The New York Office of the Attorney General (NY OAG) recently published the results of its Virtual Markets Integrity Initiative, which examined the policies and practices of platforms used to trade virtual or “crypto” currencies like bitcoin and ether. The report warns that crypto exchanges may not be doing enough to protect customers from fraud, theft, and abuse. The NY OAG also referred three platforms — Binance,, and Kraken — to the New York State Department of Financial Services (NYDFS) for potential violations of New York law.

Virtual Markets Integrity Initiative

In April 2018, the OAG launched the Virtual Markets Integrity Initiative (Initiative), a fact-finding inquiry into the policies and practices of virtual asset trading platforms. The OAG sent letters and questionnaires to thirteen major trading platforms, which asked the platforms to disclose information on six major topics, including (1) Ownership and Control, (2) Basic Operation and Fees, (3) Trading Policies and Procedures, (4) Outages and Other Suspensions of Trading, (5) Internal Controls, and (6) Privacy and Money Laundering.

The initiative specifically sought information regarding the platform’s approach to combating suspicious trading and market manipulation; their policies on the operation of bots; their limitations on the use of and access to non-public trading information; and safeguards to protect customer funds from theft, fraud, and other risks. 

NY Crypto Currency Report

In its Virtual Markets Integrity Report, the NY OAG concludes that there are vast inconsistencies with regard to how virtual currency trading platforms protect their customers from the risks facing the virtual markets. The Report also raises three broad areas of concern for the virtual currency industry at large:

  • Abusive Trading Practices: The Report concludes that platforms have yet to implement serious efforts to monitor and stop abusive or manipulative trading, noting that few platforms seriously restrict, or even monitor, the operation of “bots” or automated algorithmic trading on their venue. “On the contrary, most platforms seem to cater to professional, automated traders – with many venues offering special pricing and other features to such traders, leaving retail customers at a disadvantage,” the Report states.
  • Conflicts of Interest: The Report notes that platforms engage in multiple, overlapping lines of business that present serious conflicts of interest. Examples cited by the OAG include: platforms trading for their own account, on their own venue, in volumes that constitute a significant portion of total trading; platforms allowing employees to trade on their venue without ensuring that those employees do not use non-public information to gain an advantage over other traders; and platforms issuing their own virtual currencies or accepting compensation in exchange for listing a virtual asset to trade.
  • Protection of Customer Funds: The Report highlights the absence of generally-accepted methods for auditing virtual assets. Because platforms lack a consistent and transparent approach to independently audit their virtual currency holdings, the NY OAG concludes that it is difficult or impossible to confirm that platforms are responsibly holding their customers’ virtual assets as claimed. The OAG also notes that retail investors are at significant risk when a hack or unauthorized withdrawal occurs. “There is no public protection (like FDIC insurance) to cover virtual currency losses, and there are serious questions about the scope and sufficiency of the commercial insurance that some platforms carry to cover those losses,” the Report states.

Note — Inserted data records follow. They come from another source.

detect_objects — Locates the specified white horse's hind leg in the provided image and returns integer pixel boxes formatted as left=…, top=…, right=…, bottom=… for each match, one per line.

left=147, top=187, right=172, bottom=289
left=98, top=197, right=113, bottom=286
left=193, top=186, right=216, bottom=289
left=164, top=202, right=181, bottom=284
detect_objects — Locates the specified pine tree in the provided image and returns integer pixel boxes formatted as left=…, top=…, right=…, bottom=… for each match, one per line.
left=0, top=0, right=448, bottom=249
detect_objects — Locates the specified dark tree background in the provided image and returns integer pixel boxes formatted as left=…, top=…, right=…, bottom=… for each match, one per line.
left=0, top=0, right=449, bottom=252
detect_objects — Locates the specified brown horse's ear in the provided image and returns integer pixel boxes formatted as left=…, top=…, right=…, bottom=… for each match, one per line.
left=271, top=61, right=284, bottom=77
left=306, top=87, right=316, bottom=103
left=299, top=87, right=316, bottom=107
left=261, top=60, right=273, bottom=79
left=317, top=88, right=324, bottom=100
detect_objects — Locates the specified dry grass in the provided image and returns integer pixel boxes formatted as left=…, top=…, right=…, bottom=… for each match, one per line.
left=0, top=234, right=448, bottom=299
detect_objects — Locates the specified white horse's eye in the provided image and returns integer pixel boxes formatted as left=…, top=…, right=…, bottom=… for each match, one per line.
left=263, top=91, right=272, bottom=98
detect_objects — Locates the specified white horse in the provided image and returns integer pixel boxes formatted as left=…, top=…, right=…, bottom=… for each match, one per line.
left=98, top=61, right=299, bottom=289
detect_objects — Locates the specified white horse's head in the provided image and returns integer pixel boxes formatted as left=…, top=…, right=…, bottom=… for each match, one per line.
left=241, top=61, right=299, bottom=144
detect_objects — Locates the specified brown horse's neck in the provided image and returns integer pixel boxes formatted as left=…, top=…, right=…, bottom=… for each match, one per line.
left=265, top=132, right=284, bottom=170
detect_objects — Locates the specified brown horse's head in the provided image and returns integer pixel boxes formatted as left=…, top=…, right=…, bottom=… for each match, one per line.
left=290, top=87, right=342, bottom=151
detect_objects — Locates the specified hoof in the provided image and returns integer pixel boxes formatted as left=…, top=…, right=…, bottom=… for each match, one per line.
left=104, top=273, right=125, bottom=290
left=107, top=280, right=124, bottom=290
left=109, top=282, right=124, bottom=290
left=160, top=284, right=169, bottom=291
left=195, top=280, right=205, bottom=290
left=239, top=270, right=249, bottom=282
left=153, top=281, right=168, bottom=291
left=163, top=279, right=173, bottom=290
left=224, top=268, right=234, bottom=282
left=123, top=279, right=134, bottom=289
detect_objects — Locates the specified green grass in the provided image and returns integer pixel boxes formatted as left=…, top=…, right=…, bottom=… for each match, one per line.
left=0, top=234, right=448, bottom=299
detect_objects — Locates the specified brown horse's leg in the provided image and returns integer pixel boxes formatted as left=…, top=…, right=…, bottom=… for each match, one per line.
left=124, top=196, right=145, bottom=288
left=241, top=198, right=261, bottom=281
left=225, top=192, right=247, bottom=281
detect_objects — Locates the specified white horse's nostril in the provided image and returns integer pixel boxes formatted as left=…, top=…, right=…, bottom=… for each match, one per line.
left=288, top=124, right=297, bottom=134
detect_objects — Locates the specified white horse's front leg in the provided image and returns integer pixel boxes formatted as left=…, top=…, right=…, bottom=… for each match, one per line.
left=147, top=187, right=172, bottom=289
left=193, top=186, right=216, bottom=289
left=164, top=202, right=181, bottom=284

“By highlighting these weaknesses, as well as other considerations important to consumers, the OAG hopes to educate customers and to encourage the virtual asset marketplace to adopt policies that ensure the integrity of transactions,” the Report states. “As the sector matures, the OAG expects responsible trading platforms – in coordination with consumer advocates, regulators, and law enforcement – to expand the transparency, security, fairness, and accountability of their businesses.”

Crypto Industry Response

Not surprisingly, the crypto industry has a lot to say about the Report and its conclusions. Kraken, which elected not to respond to the AG’s questionnaire, was highly critical of the resulting Report. The company wrote on Twitter that it must “object to the highly unprofessional/malicious implication that because we did not respond to the voluntary information request, we ‘might’ be operating illegally.” Kracken added: “We told you we don’t operate in NY. AG trying cases in court of public opinion now?” 

Coinbase acknowledged in a blog post that the AG report “shines a helpful spotlight on important compliance issues in digital asset exchange practices.” However, it also raised concerns about inaccuracies about its alleged proprietary trading. According to the company’s blog post, “Coinbase does not trade for the benefit of the company on a proprietary basis… When Coinbase executes [trades], it does so on behalf of Coinbase Consumer customers, not itself.”